Ungefähr 1200 Wohneinheiten bauen sie im Hamburger Norden jährlich, in ganz Hamburg 10 000. Da wird es naturgemäß eng, das können Kollegen in Berlin, München oder Leipzig bestätigen. "Das ist einfach die Praxis", sagt der Bezirksamtsleiter, "fast alle sagen dasselbe in allen Metropolen." Also haben sie nicht nur hier beschlossen, in neuen Bebauungsplänen keine Einfamilienhäuser mehr auszuschreiben. Einfamilienhäuser kann sich in Hamburg eh kaum mehr einer leisten, 800 000 Euro sind da schon ein Schnäppchen.

Manche Reaktionen sind nicht so lustig

Stattdessen sollen im nördlichen Stadtteil Langenhorn auf 16 Hektar 700 teils geförderte Wohnungen entstehen, in einem Teil des Diekmoors. Nebenan wohnten Helmut und Loki Schmidt. Kleingärtner und Opposition protestieren. Außerdem ließ das Bezirksamt Nord den Hamburger Senat die Neubauten anweisen, statt ein Bürgerbegehren zu riskieren. Werner-Boelz findet, Baumaßnahmen mit städtischer Bedeutung müssten gleich geklärt werden.

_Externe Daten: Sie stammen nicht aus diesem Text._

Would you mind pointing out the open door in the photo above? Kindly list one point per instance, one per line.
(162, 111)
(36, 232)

Ein Verwalter, der sich sonst ohne viel Öffentlichkeit um Stadtentwicklung, Bau, Soziales und Verkehr kümmert, steht nun überregional im Fokus. Manche Reaktionen sind nicht so lustig, in sozialen Netzwerken wurde Michael Werner-Boelz wüst beschimpft. Er hätte auch nichts dagegen, "wenn jetzt eine andere Sau durchs Dorf getrieben würde". Die Scheindebatte hat dazu geführt, "dass ich auf einmal ein international gefragter Gesprächspartner bin". Er nimmt es mit Humor, hart im Nehmen ist er auch beim Fußball. Der Hamburger Bezirksamtsleiter Werner-Boelz zückt seine Jahreskarte beim TSV 1860 München, dritte Liga.